The Scale and Impact of the Calea TPN Crisis: A Personal Account – Part 2

Part 2: Impact on TPN Protocols and Practice

Every person that needs TPN needs it by default and without exception. To be reliant on any life sustaining therapy makes you a high-risk patient. Clinicians are being asked to make incredibly challenging decisions about who needs the very small amount of compounded (bespoke) TPN slots available and who can have Multi-chamber bags (MCB’s), also know as ‘off the shelf’ bags. I like most people on TPN have a complex medical history and multiple diagnoses that interact with one another. The impact is not limited to nutrition, weight and gut function. It is a dreadful situation all round, those without a slot who are told that Calea has stopped compounding for them are left feeling hugely let down, those with a compounded TPN slot are left feeling guilty and pained, when those without it continue to suffer.
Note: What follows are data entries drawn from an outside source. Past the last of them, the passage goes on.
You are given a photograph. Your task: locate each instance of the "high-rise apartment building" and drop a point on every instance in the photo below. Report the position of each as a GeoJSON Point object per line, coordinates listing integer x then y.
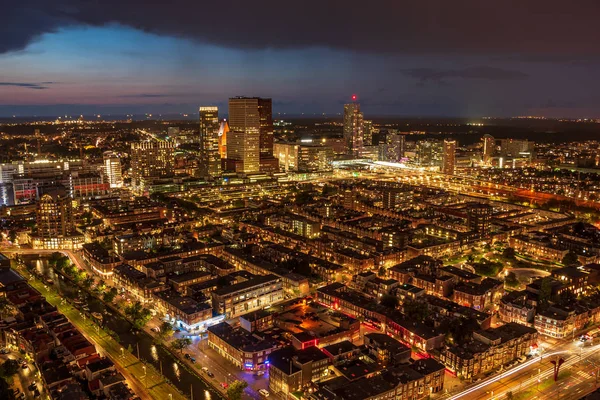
{"type": "Point", "coordinates": [265, 112]}
{"type": "Point", "coordinates": [151, 161]}
{"type": "Point", "coordinates": [368, 133]}
{"type": "Point", "coordinates": [223, 130]}
{"type": "Point", "coordinates": [112, 169]}
{"type": "Point", "coordinates": [429, 153]}
{"type": "Point", "coordinates": [479, 218]}
{"type": "Point", "coordinates": [210, 159]}
{"type": "Point", "coordinates": [243, 139]}
{"type": "Point", "coordinates": [489, 148]}
{"type": "Point", "coordinates": [303, 157]}
{"type": "Point", "coordinates": [449, 156]}
{"type": "Point", "coordinates": [55, 226]}
{"type": "Point", "coordinates": [393, 147]}
{"type": "Point", "coordinates": [516, 148]}
{"type": "Point", "coordinates": [353, 129]}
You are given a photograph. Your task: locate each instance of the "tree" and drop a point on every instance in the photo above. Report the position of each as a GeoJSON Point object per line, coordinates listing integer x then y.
{"type": "Point", "coordinates": [509, 253]}
{"type": "Point", "coordinates": [511, 280]}
{"type": "Point", "coordinates": [570, 259]}
{"type": "Point", "coordinates": [53, 259]}
{"type": "Point", "coordinates": [166, 330]}
{"type": "Point", "coordinates": [236, 389]}
{"type": "Point", "coordinates": [138, 314]}
{"type": "Point", "coordinates": [110, 295]}
{"type": "Point", "coordinates": [389, 301]}
{"type": "Point", "coordinates": [87, 282]}
{"type": "Point", "coordinates": [180, 344]}
{"type": "Point", "coordinates": [9, 368]}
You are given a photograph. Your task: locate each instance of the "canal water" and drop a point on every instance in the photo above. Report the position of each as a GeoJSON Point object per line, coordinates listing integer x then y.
{"type": "Point", "coordinates": [172, 368]}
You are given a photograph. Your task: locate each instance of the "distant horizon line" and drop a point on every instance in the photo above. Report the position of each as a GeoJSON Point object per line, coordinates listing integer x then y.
{"type": "Point", "coordinates": [191, 116]}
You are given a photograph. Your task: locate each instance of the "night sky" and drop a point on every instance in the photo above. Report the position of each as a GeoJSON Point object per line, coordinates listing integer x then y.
{"type": "Point", "coordinates": [411, 58]}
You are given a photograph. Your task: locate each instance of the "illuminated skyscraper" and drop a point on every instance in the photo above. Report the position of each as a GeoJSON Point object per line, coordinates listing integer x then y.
{"type": "Point", "coordinates": [55, 226]}
{"type": "Point", "coordinates": [449, 156]}
{"type": "Point", "coordinates": [112, 169]}
{"type": "Point", "coordinates": [429, 153]}
{"type": "Point", "coordinates": [265, 111]}
{"type": "Point", "coordinates": [392, 150]}
{"type": "Point", "coordinates": [368, 133]}
{"type": "Point", "coordinates": [223, 130]}
{"type": "Point", "coordinates": [489, 148]}
{"type": "Point", "coordinates": [151, 161]}
{"type": "Point", "coordinates": [353, 129]}
{"type": "Point", "coordinates": [54, 214]}
{"type": "Point", "coordinates": [243, 139]}
{"type": "Point", "coordinates": [210, 160]}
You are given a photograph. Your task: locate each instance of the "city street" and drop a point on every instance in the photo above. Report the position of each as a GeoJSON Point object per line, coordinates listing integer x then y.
{"type": "Point", "coordinates": [25, 377]}
{"type": "Point", "coordinates": [131, 368]}
{"type": "Point", "coordinates": [536, 372]}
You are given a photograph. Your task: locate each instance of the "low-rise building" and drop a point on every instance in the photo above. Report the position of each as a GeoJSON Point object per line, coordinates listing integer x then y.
{"type": "Point", "coordinates": [247, 296]}
{"type": "Point", "coordinates": [245, 350]}
{"type": "Point", "coordinates": [517, 307]}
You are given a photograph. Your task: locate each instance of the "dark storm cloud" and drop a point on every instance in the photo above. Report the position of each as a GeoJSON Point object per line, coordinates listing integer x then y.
{"type": "Point", "coordinates": [147, 95]}
{"type": "Point", "coordinates": [28, 85]}
{"type": "Point", "coordinates": [534, 27]}
{"type": "Point", "coordinates": [439, 76]}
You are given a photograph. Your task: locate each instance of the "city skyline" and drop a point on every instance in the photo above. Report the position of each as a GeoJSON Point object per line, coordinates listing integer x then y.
{"type": "Point", "coordinates": [463, 60]}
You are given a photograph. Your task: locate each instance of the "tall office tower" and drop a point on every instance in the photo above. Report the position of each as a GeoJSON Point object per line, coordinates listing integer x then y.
{"type": "Point", "coordinates": [368, 133]}
{"type": "Point", "coordinates": [112, 169]}
{"type": "Point", "coordinates": [38, 137]}
{"type": "Point", "coordinates": [243, 139]}
{"type": "Point", "coordinates": [449, 156]}
{"type": "Point", "coordinates": [151, 161]}
{"type": "Point", "coordinates": [210, 159]}
{"type": "Point", "coordinates": [265, 112]}
{"type": "Point", "coordinates": [223, 130]}
{"type": "Point", "coordinates": [516, 148]}
{"type": "Point", "coordinates": [479, 217]}
{"type": "Point", "coordinates": [54, 214]}
{"type": "Point", "coordinates": [392, 150]}
{"type": "Point", "coordinates": [353, 129]}
{"type": "Point", "coordinates": [429, 153]}
{"type": "Point", "coordinates": [173, 131]}
{"type": "Point", "coordinates": [489, 148]}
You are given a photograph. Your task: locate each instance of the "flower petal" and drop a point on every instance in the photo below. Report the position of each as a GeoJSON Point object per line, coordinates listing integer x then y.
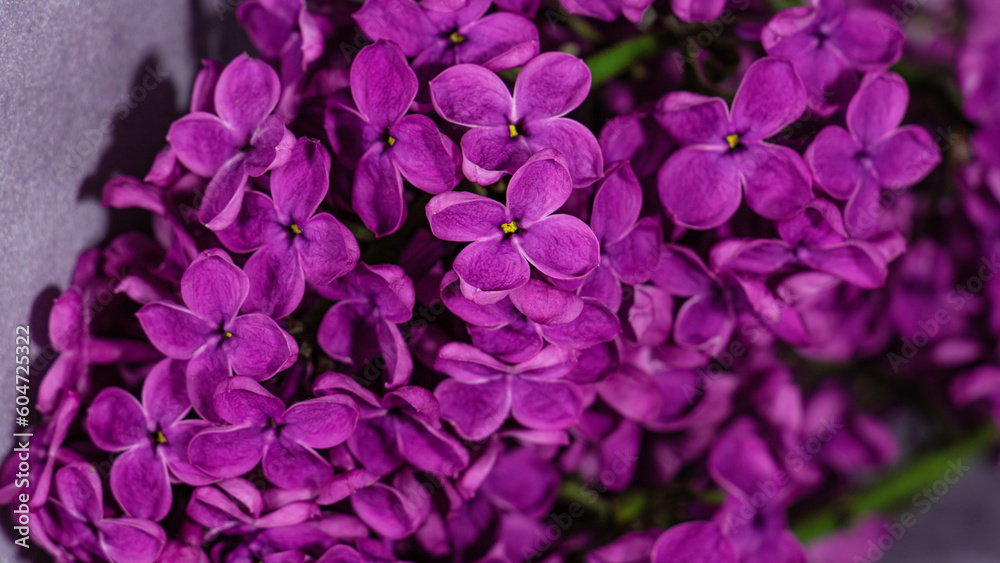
{"type": "Point", "coordinates": [465, 216]}
{"type": "Point", "coordinates": [382, 83]}
{"type": "Point", "coordinates": [140, 484]}
{"type": "Point", "coordinates": [776, 181]}
{"type": "Point", "coordinates": [320, 423]}
{"type": "Point", "coordinates": [551, 85]}
{"type": "Point", "coordinates": [539, 187]}
{"type": "Point", "coordinates": [770, 97]}
{"type": "Point", "coordinates": [327, 249]}
{"type": "Point", "coordinates": [473, 96]}
{"type": "Point", "coordinates": [477, 410]}
{"type": "Point", "coordinates": [175, 331]}
{"type": "Point", "coordinates": [378, 192]}
{"type": "Point", "coordinates": [425, 157]}
{"type": "Point", "coordinates": [258, 347]}
{"type": "Point", "coordinates": [202, 142]}
{"type": "Point", "coordinates": [878, 107]}
{"type": "Point", "coordinates": [246, 92]}
{"type": "Point", "coordinates": [577, 144]}
{"type": "Point", "coordinates": [492, 265]}
{"type": "Point", "coordinates": [832, 156]}
{"type": "Point", "coordinates": [545, 405]}
{"type": "Point", "coordinates": [277, 282]}
{"type": "Point", "coordinates": [301, 184]}
{"type": "Point", "coordinates": [699, 188]}
{"type": "Point", "coordinates": [229, 451]}
{"type": "Point", "coordinates": [214, 288]}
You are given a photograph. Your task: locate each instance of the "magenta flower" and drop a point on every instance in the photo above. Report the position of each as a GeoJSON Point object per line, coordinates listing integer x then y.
{"type": "Point", "coordinates": [483, 391]}
{"type": "Point", "coordinates": [873, 153]}
{"type": "Point", "coordinates": [209, 331]}
{"type": "Point", "coordinates": [506, 238]}
{"type": "Point", "coordinates": [242, 140]}
{"type": "Point", "coordinates": [438, 39]}
{"type": "Point", "coordinates": [385, 145]}
{"type": "Point", "coordinates": [81, 530]}
{"type": "Point", "coordinates": [517, 327]}
{"type": "Point", "coordinates": [262, 430]}
{"type": "Point", "coordinates": [829, 43]}
{"type": "Point", "coordinates": [292, 243]}
{"type": "Point", "coordinates": [507, 130]}
{"type": "Point", "coordinates": [630, 246]}
{"type": "Point", "coordinates": [362, 325]}
{"type": "Point", "coordinates": [152, 437]}
{"type": "Point", "coordinates": [402, 427]}
{"type": "Point", "coordinates": [723, 152]}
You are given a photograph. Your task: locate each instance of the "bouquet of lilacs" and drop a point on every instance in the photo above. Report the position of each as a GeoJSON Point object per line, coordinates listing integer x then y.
{"type": "Point", "coordinates": [596, 280]}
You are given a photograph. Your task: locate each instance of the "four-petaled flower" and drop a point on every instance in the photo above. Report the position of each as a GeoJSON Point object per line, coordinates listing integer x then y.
{"type": "Point", "coordinates": [700, 184]}
{"type": "Point", "coordinates": [506, 238]}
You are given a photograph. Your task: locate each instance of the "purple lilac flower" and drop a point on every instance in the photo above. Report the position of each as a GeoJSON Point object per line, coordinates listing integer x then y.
{"type": "Point", "coordinates": [80, 529]}
{"type": "Point", "coordinates": [384, 144]}
{"type": "Point", "coordinates": [829, 43]}
{"type": "Point", "coordinates": [241, 139]}
{"type": "Point", "coordinates": [209, 331]}
{"type": "Point", "coordinates": [438, 39]}
{"type": "Point", "coordinates": [402, 427]}
{"type": "Point", "coordinates": [483, 391]}
{"type": "Point", "coordinates": [506, 130]}
{"type": "Point", "coordinates": [723, 152]}
{"type": "Point", "coordinates": [291, 243]}
{"type": "Point", "coordinates": [262, 430]}
{"type": "Point", "coordinates": [362, 326]}
{"type": "Point", "coordinates": [875, 152]}
{"type": "Point", "coordinates": [505, 239]}
{"type": "Point", "coordinates": [152, 438]}
{"type": "Point", "coordinates": [518, 327]}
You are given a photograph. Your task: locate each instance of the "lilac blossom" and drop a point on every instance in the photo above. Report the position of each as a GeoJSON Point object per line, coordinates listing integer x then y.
{"type": "Point", "coordinates": [829, 43]}
{"type": "Point", "coordinates": [80, 529]}
{"type": "Point", "coordinates": [507, 238]}
{"type": "Point", "coordinates": [262, 430]}
{"type": "Point", "coordinates": [151, 437]}
{"type": "Point", "coordinates": [506, 130]}
{"type": "Point", "coordinates": [209, 331]}
{"type": "Point", "coordinates": [483, 391]}
{"type": "Point", "coordinates": [383, 143]}
{"type": "Point", "coordinates": [402, 427]}
{"type": "Point", "coordinates": [438, 39]}
{"type": "Point", "coordinates": [723, 152]}
{"type": "Point", "coordinates": [291, 243]}
{"type": "Point", "coordinates": [240, 139]}
{"type": "Point", "coordinates": [874, 153]}
{"type": "Point", "coordinates": [362, 326]}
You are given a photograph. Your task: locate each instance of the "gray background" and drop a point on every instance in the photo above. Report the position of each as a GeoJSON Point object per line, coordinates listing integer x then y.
{"type": "Point", "coordinates": [64, 65]}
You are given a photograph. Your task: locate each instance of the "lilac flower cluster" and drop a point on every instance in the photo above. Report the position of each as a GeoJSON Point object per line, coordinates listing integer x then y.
{"type": "Point", "coordinates": [464, 294]}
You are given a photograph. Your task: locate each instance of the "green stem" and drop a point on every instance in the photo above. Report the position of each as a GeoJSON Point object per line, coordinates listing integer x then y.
{"type": "Point", "coordinates": [898, 487]}
{"type": "Point", "coordinates": [620, 57]}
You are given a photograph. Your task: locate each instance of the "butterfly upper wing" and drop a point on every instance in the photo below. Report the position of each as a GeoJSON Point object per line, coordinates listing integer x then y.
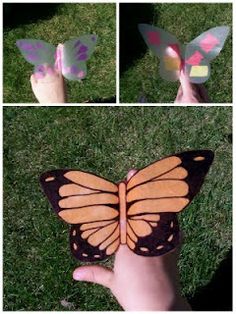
{"type": "Point", "coordinates": [75, 54]}
{"type": "Point", "coordinates": [166, 47]}
{"type": "Point", "coordinates": [90, 204]}
{"type": "Point", "coordinates": [156, 193]}
{"type": "Point", "coordinates": [37, 52]}
{"type": "Point", "coordinates": [202, 50]}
Buiding Up and Knocking Down: The Impact on Health and Prescriptions

Starting TPN is not like being prescribed a medication. It requires a long admission of at least four weeks. It requires a lot of care and close monitoring from Consultant Gastroenterologists, specialist nurses, dieticians and pharmacists, plus the full ward staff, to tailor a bespoke prescription that works for the individual. These specialist NHS teams that support patients are the ones being left with cleaning up the mess. This, over and above all their usual work. I cannot imagine how awful it must be to see all those patients they have carefully stabilised and restored nutritional status to, suddenly and needlessly suffering. Precious weight gained is being lost. A lot of hard work – for all involved – has been undone.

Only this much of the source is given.